Mohéli veut son tour

Ne touchez pas à la présidence tournante, tel est un des mots d’ordre de la campagne référendaire aux Comores.
La fièvre qui a saisi Moroni, Mutsamudu et Fomboni ces derniers jours n’a rien d’inhabituelle chez les Comoriens. C’est la politique qui reprend ses droits au sein de l’espace public. Tout est question d’intérêt immédiat. Ceux qui, aux côtés de Sambi, gèrent la cité tentent à tout prix de renforcer leur pouvoir institutionnel et, si possible, prolonger un peu la durée alors que dans les États majors insulaires, on part en guerre pour défendre les confettis d’un système qui offre titre et apparat. De son côté, une bonne partie de l’opinion s’accroche à la veste d’un parent ou d’un bienfaiteur, histoire de ramasser quelques miettes de ces biens publiques dilapidés au quatre coins des administrations.
Dans certains villages, les meetings organisés par les partisans du “Oui” occasionnent des affrontements du fait que des groupes de jeunes essaient de les disperser. C’est à Mohéli que la tension est plus vive.
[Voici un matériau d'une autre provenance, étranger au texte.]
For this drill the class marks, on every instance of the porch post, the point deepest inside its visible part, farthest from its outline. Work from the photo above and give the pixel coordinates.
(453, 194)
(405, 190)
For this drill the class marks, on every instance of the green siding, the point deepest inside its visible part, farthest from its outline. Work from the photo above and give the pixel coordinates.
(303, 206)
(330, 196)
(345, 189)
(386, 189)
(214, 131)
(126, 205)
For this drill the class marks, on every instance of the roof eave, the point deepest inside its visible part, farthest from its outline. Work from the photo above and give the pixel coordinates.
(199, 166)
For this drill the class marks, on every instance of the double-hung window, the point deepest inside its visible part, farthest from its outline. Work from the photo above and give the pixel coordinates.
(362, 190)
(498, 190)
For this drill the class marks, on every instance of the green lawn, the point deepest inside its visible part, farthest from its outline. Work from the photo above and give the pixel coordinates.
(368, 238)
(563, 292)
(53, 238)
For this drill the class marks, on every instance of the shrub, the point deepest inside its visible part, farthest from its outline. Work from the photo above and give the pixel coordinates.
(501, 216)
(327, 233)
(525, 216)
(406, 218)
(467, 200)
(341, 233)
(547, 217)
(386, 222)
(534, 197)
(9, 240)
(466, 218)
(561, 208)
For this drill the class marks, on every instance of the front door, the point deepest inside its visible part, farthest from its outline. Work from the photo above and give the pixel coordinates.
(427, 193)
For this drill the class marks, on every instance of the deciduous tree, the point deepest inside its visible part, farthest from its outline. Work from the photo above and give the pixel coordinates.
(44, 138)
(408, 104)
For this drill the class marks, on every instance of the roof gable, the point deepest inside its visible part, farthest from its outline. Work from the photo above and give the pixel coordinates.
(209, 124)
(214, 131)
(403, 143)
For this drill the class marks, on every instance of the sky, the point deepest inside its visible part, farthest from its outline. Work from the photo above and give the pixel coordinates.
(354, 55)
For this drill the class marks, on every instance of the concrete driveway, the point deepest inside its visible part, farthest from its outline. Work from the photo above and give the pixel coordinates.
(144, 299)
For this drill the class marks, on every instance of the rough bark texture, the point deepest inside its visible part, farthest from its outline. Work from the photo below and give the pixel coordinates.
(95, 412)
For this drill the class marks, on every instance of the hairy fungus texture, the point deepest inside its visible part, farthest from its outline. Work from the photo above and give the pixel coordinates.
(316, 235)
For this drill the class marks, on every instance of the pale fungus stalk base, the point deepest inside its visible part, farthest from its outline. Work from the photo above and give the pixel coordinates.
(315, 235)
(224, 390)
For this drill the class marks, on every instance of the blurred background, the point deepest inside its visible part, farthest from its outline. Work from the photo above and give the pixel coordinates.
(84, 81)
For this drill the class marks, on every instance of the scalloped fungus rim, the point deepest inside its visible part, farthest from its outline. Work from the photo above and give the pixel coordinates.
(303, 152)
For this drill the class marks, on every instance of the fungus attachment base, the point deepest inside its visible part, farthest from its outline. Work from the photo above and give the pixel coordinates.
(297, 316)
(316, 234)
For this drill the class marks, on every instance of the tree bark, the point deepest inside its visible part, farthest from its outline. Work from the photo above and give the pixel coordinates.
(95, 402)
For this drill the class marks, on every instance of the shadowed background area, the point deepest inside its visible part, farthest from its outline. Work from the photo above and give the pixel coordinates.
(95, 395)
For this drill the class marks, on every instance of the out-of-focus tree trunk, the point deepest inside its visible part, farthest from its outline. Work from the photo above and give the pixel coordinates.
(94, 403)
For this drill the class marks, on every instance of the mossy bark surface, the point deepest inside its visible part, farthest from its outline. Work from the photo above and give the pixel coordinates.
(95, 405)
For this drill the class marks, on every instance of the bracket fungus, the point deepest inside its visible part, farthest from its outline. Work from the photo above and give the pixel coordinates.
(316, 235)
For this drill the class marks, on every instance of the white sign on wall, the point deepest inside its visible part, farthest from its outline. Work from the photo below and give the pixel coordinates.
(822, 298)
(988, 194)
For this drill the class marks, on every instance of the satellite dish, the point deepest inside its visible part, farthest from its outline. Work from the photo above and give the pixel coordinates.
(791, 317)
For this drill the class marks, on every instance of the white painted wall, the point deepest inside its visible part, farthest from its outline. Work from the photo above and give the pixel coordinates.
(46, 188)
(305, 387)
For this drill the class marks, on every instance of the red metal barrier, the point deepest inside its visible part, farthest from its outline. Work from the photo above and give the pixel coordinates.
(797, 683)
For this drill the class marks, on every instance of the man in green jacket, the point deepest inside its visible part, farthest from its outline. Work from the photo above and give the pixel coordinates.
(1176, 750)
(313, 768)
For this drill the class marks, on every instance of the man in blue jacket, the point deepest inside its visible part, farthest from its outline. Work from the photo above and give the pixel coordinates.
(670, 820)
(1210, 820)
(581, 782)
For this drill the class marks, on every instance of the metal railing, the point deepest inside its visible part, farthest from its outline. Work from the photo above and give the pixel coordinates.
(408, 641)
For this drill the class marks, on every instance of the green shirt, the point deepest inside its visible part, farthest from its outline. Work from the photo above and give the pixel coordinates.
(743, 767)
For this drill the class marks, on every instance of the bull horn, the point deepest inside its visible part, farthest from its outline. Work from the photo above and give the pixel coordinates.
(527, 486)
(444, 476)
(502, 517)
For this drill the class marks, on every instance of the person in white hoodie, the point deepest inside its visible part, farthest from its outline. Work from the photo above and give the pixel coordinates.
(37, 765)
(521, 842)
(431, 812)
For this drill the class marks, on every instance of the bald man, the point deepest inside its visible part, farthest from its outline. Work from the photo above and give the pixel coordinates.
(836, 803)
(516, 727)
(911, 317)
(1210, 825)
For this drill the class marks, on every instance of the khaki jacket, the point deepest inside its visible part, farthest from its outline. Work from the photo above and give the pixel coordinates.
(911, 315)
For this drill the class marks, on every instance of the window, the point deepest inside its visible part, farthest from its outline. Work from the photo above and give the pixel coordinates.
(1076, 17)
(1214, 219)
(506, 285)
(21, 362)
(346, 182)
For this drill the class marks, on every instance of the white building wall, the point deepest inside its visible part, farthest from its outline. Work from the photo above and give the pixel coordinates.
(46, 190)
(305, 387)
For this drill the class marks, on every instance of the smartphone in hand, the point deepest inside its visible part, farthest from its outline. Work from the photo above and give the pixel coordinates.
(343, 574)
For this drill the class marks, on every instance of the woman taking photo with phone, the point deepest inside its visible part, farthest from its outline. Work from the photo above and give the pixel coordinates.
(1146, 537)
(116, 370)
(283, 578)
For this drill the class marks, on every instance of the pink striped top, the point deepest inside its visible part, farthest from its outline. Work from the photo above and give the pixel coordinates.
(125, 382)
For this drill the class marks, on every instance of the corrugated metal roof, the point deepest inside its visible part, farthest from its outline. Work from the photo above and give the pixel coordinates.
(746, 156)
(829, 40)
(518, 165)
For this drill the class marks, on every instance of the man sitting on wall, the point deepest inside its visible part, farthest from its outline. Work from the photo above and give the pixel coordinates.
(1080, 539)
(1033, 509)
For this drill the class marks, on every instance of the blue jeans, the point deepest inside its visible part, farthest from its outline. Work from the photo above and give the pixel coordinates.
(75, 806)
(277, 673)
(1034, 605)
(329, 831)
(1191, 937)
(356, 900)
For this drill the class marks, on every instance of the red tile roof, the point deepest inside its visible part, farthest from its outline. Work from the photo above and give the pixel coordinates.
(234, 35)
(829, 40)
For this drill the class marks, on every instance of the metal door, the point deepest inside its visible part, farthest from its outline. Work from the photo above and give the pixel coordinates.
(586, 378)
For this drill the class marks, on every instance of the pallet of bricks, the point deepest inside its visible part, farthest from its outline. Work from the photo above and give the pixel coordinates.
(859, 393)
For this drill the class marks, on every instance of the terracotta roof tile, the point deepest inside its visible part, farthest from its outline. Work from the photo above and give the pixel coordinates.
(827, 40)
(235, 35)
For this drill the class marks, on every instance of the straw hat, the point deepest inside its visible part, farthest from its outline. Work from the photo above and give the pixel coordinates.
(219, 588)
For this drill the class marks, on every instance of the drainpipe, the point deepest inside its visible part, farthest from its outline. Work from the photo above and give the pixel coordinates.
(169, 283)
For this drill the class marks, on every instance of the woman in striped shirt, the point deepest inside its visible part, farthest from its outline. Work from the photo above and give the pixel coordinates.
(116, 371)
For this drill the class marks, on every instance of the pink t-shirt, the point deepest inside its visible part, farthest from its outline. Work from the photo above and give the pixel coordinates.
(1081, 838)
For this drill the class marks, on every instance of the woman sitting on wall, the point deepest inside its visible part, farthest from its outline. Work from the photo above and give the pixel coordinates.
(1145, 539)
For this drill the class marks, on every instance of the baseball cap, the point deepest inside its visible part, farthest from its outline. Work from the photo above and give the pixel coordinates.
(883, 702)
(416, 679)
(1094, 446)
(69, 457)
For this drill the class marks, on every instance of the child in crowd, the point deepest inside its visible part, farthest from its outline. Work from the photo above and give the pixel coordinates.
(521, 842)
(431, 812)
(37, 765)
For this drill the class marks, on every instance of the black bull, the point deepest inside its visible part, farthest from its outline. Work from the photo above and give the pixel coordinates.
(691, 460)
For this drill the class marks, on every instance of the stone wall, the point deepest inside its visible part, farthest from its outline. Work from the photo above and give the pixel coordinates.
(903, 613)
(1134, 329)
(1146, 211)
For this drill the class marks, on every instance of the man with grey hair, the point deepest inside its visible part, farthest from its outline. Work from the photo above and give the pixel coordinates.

Malgré le renforcement du dispositif de sécurité, il n’est pas certain que le vote puisse se tenir. La campagne qui a été menée depuis plusieurs mois a montré que le projet de révision de certaines dispositions de la Constitution n’a d’autres buts que de priver la plus petite île de l’archipel de « sa présidence tournante ». Des panneaux d’affichage dans les principaux carrefours de Fomboni rappellent à tous le droit des Mohéliens à présider à la destinée du pays.
Mohéli veut son tour
A Anjouan, la situation est plus complexe. La proximité du président de l’île avec le chef de l’Etat empêche les débordements, mais certains redoutent les avatars du séparatisme.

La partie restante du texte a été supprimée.